At least one researcher in the 1900s, Albert Freiherr von Schrenck-Notzing, who was a self-professed sadist, thought that algolagnia was a psychological disorder. This view began to change once the Kinsey Reports noted that many seemingly normal people often enjoy pain in a sexual context, and later Norman Breslow found that, before 1977, only four previous studies in all the scientific literature were empirical in nature. One of the researchers whom Breslow cited as having empirically-valid work, Andres Spengler, concluded that earlier research was "heavily burdened with prejudice and ignorance" against those whose sexual practices were in the minority, falsely assuming behaviors to be pathological when in fact they were statistically abnormal, but harmless. In 1993 Thomas Wetzstein published a large-scale study of his local subculture from a sociological viewpoint, confirming Spengler's results and expanding on them.

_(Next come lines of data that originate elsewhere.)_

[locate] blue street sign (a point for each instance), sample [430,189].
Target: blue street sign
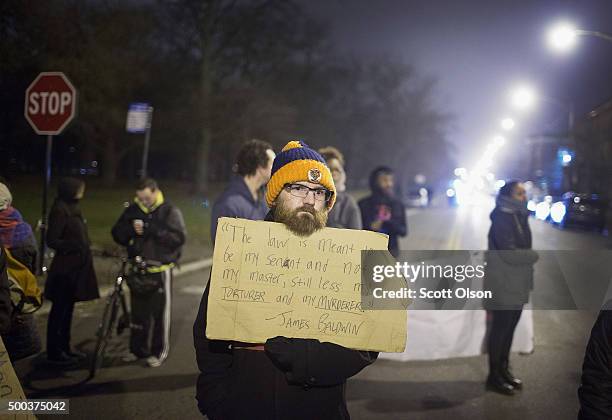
[137,118]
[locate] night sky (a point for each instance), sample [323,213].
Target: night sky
[480,49]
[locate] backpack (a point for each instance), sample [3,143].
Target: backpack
[26,296]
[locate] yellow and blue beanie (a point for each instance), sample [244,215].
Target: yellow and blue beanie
[298,162]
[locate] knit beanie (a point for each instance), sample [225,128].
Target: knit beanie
[5,197]
[298,162]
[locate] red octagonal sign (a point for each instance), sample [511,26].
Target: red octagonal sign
[50,103]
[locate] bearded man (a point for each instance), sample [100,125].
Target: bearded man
[283,378]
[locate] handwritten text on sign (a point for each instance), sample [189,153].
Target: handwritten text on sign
[268,282]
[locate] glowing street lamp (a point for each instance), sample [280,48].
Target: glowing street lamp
[507,124]
[523,97]
[563,36]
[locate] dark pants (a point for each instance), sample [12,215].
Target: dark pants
[150,319]
[58,327]
[503,324]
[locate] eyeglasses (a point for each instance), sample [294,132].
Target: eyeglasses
[301,191]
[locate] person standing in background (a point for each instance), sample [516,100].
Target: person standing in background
[242,197]
[17,238]
[15,234]
[345,214]
[382,211]
[154,229]
[71,276]
[509,277]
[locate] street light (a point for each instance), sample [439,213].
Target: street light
[523,97]
[507,124]
[563,36]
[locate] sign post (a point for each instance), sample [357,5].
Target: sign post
[50,105]
[139,118]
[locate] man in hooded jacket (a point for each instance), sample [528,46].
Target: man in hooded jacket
[242,196]
[152,229]
[382,211]
[284,378]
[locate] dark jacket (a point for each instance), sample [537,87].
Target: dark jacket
[6,307]
[72,271]
[396,227]
[595,392]
[236,201]
[164,231]
[293,379]
[510,260]
[345,214]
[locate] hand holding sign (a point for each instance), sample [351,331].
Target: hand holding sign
[267,282]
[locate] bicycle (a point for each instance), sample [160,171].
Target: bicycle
[111,322]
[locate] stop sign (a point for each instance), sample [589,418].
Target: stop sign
[50,103]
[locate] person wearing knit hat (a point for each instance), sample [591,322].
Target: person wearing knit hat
[297,171]
[5,197]
[283,378]
[15,233]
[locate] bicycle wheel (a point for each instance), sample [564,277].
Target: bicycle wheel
[105,330]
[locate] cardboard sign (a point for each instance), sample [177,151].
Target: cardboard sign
[268,282]
[10,388]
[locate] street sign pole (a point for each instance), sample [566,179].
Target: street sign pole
[43,226]
[49,106]
[145,152]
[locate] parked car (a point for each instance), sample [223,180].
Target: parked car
[418,197]
[575,209]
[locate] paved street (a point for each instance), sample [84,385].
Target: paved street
[387,390]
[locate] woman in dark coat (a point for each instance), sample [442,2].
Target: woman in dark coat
[71,276]
[509,276]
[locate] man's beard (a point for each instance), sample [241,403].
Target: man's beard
[301,224]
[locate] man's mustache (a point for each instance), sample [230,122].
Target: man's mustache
[307,209]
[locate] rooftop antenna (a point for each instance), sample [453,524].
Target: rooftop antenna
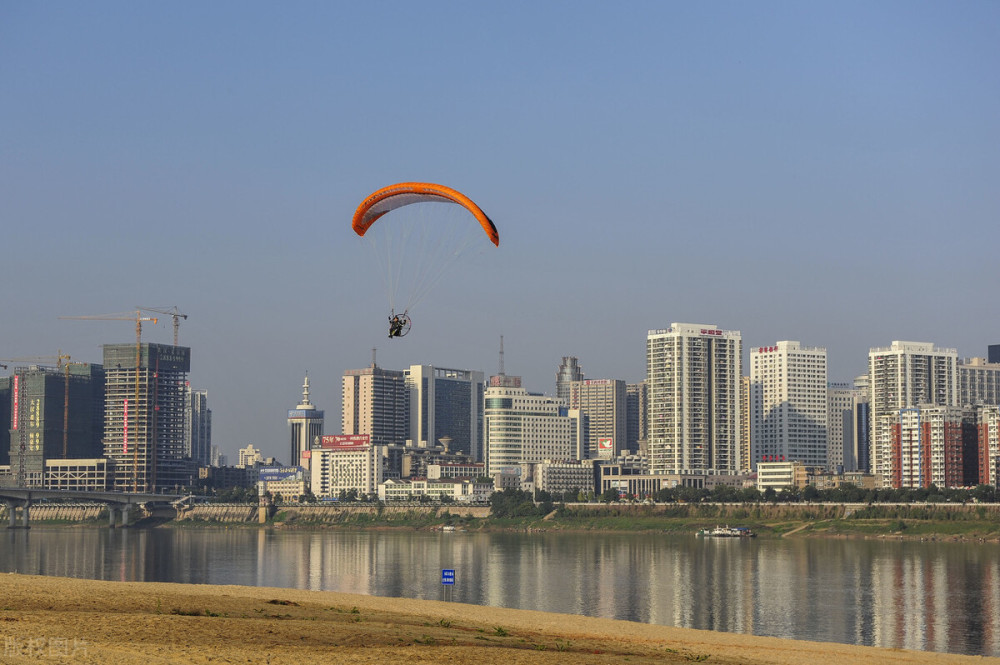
[501,356]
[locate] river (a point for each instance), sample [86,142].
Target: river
[930,596]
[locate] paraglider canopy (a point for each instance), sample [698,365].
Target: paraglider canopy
[420,240]
[405,193]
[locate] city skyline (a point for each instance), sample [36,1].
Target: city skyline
[822,174]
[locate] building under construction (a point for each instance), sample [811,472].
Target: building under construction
[54,413]
[144,416]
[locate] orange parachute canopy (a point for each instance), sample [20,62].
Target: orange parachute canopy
[404,193]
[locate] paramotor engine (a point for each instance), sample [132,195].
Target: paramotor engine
[421,240]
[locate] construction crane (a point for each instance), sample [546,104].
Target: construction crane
[139,320]
[173,312]
[59,357]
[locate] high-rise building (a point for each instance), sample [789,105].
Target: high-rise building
[906,375]
[636,418]
[602,403]
[305,423]
[927,446]
[746,443]
[249,456]
[789,404]
[988,445]
[522,427]
[144,416]
[693,372]
[979,382]
[198,426]
[4,420]
[376,402]
[446,404]
[344,463]
[841,401]
[55,413]
[859,458]
[568,372]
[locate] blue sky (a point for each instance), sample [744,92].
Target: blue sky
[822,173]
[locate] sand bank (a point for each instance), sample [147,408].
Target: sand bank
[61,620]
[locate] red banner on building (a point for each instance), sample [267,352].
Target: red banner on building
[345,441]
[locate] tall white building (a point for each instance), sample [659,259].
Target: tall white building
[197,426]
[603,406]
[305,423]
[906,375]
[376,402]
[841,402]
[522,427]
[446,403]
[693,375]
[789,404]
[342,463]
[568,372]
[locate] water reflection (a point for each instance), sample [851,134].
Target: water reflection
[926,596]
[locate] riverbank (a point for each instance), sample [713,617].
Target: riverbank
[62,620]
[949,522]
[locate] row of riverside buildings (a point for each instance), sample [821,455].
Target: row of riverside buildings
[920,416]
[131,424]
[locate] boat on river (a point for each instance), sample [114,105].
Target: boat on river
[728,532]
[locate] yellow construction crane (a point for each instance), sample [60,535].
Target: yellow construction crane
[139,320]
[174,312]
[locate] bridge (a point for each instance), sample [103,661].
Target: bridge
[118,503]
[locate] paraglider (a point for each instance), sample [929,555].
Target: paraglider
[407,193]
[399,325]
[415,245]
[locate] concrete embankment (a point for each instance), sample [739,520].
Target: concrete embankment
[326,514]
[61,512]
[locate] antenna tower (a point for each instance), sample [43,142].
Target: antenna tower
[501,355]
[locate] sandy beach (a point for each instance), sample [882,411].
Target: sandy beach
[63,620]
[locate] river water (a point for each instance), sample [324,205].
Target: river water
[929,596]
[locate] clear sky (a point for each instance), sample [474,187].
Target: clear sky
[828,173]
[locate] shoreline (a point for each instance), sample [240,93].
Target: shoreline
[89,621]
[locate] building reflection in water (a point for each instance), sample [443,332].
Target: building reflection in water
[912,595]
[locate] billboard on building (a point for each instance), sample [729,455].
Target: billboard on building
[17,402]
[270,474]
[345,441]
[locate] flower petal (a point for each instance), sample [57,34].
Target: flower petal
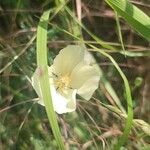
[68,58]
[85,79]
[64,102]
[88,88]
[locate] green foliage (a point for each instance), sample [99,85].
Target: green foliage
[100,122]
[134,16]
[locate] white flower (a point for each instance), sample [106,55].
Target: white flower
[74,71]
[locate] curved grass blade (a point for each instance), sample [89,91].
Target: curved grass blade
[42,63]
[134,16]
[129,119]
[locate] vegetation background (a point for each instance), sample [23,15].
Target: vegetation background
[95,124]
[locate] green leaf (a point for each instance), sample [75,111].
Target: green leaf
[134,16]
[42,63]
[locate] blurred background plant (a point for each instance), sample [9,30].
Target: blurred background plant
[96,124]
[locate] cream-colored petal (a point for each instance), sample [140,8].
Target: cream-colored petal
[68,58]
[63,102]
[82,73]
[88,88]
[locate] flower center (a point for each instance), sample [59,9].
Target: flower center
[63,82]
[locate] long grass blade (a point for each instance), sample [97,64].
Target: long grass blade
[133,15]
[42,63]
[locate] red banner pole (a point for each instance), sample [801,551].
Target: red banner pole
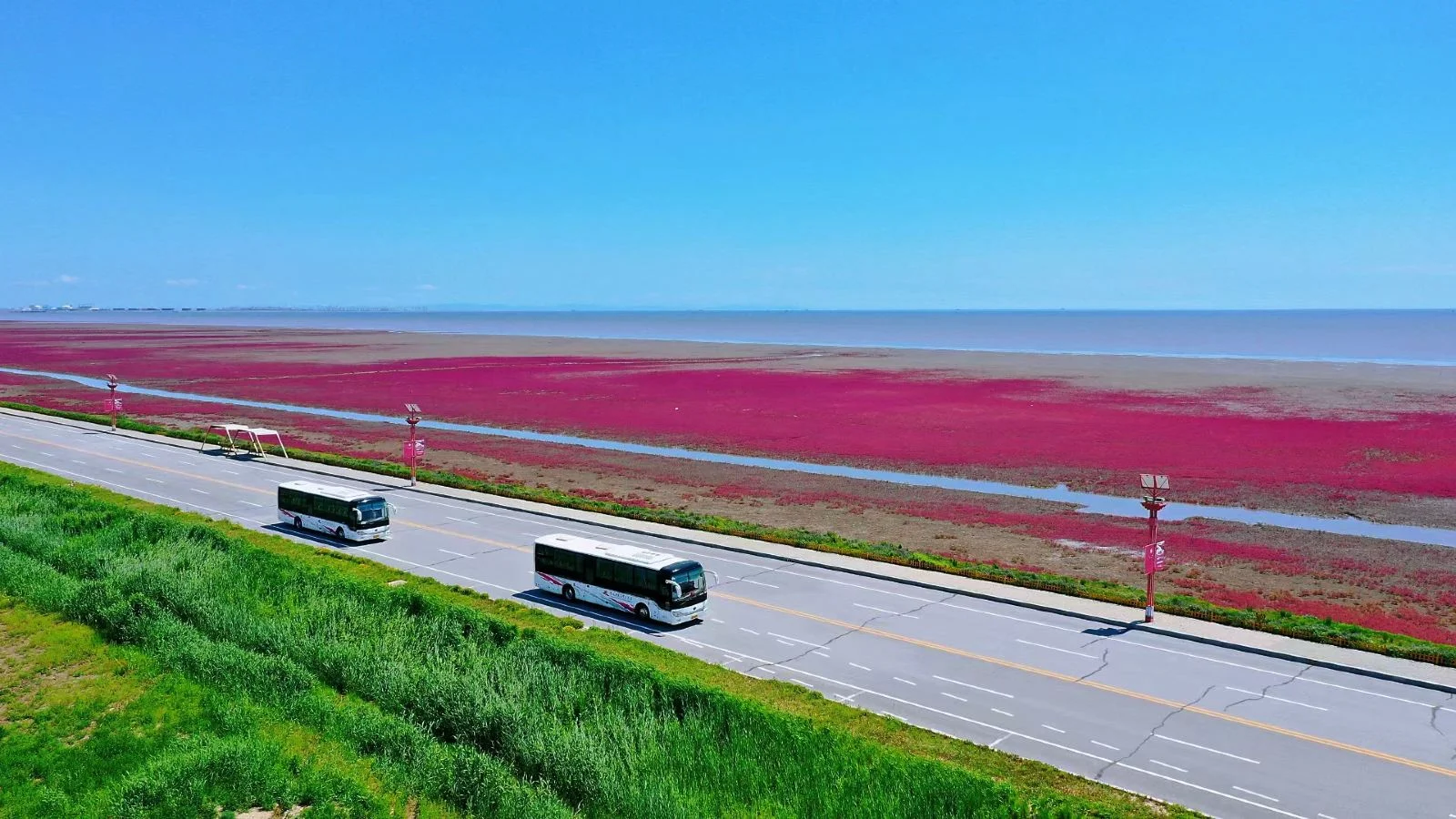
[1152,567]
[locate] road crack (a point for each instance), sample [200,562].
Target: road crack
[846,632]
[1266,691]
[1436,713]
[1152,733]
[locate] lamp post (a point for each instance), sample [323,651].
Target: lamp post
[411,453]
[1154,501]
[111,402]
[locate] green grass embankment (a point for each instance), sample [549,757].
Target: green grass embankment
[96,731]
[1273,622]
[488,705]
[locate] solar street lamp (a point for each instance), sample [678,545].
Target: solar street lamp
[111,402]
[415,448]
[1155,489]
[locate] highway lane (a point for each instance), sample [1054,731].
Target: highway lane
[1219,731]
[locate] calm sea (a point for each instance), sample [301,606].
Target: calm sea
[1394,337]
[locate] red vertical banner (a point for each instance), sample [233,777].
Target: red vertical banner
[414,450]
[1154,560]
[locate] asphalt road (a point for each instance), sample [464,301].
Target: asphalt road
[1219,731]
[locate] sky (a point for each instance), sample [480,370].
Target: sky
[1130,155]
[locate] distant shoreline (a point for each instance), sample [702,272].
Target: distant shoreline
[1395,339]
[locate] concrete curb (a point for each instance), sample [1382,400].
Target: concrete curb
[1400,671]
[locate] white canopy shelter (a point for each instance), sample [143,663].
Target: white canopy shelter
[258,433]
[244,438]
[226,430]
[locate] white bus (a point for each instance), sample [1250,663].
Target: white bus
[339,511]
[626,579]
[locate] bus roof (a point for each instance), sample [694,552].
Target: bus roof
[337,493]
[633,555]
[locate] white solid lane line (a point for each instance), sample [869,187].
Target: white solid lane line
[434,569]
[1210,790]
[1206,748]
[1055,649]
[1256,793]
[794,640]
[976,687]
[1278,698]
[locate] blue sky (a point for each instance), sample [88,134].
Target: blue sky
[746,155]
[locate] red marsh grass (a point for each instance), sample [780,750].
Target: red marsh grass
[1026,429]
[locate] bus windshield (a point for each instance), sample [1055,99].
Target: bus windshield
[688,581]
[373,511]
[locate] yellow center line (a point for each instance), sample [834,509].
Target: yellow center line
[866,630]
[1097,685]
[247,489]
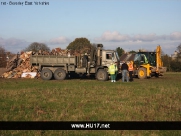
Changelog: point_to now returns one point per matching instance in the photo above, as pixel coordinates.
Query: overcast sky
(129, 24)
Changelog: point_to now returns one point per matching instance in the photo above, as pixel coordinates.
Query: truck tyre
(59, 74)
(102, 75)
(142, 73)
(46, 74)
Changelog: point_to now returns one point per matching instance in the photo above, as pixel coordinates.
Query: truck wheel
(102, 75)
(59, 74)
(46, 74)
(142, 73)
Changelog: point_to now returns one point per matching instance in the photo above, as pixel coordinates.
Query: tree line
(172, 64)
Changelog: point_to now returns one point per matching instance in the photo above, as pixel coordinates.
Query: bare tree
(35, 47)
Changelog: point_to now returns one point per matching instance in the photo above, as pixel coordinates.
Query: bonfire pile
(19, 66)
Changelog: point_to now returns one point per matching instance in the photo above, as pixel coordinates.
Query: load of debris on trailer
(19, 66)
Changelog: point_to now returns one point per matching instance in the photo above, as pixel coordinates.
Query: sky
(128, 24)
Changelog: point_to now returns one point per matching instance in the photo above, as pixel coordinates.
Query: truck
(95, 63)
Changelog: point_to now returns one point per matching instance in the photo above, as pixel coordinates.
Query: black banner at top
(90, 125)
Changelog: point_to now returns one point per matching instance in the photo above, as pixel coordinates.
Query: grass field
(154, 99)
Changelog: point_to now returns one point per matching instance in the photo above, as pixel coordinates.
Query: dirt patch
(2, 70)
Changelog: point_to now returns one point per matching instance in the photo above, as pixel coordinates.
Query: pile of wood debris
(19, 66)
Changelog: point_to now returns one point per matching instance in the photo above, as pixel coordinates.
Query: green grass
(154, 99)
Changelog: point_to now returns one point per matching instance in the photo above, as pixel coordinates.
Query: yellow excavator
(148, 64)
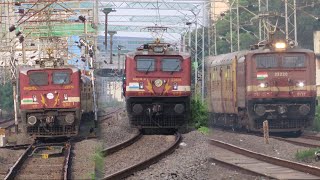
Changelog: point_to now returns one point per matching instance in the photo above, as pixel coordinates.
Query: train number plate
(281, 74)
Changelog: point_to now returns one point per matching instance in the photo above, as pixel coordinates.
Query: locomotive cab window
(292, 61)
(266, 61)
(171, 64)
(38, 78)
(146, 65)
(61, 78)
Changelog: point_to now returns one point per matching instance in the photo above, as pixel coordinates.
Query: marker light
(300, 84)
(65, 97)
(141, 85)
(263, 85)
(175, 86)
(34, 98)
(280, 45)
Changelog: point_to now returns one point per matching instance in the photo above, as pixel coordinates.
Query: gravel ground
(7, 159)
(116, 130)
(141, 150)
(83, 159)
(275, 147)
(190, 161)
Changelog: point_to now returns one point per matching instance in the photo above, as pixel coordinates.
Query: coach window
(171, 64)
(38, 78)
(264, 61)
(146, 65)
(61, 78)
(293, 61)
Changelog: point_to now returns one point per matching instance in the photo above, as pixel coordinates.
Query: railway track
(306, 141)
(45, 161)
(261, 164)
(115, 153)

No empirical study has found a connection to violent crimes or evidence for an increased tendency towards any sociopathological behavior in algolagnia or the related features of sexual sadomasochism, as had been generally assumed since Krafft-Ebing's era.

The term algolagnia has fallen into rare usage, and there is no entry for it in the American Psychiatric Association's DSM IV-TR. Inflicting pain on others has been termed "active algolagnia" and equated to the pathological form of sadism in Mosby's Medical Dictionary, which also equates the pathological form of masochism to "passive algolagnia", but it cannot be a pathological (dangerous) paraphilia form of sadism or masochism unless it involves pain inflicted on "non-consenting" persons, or "cause[s] marked distress or interpersonal difficulty." And using algolagnia as both a pathological and non-pathological term, some in the modern research community still link it to some but not all BDSM activities.

There is little ongoing research, with most neurophysiologists concentrating on neuropathological reasons for such reactions.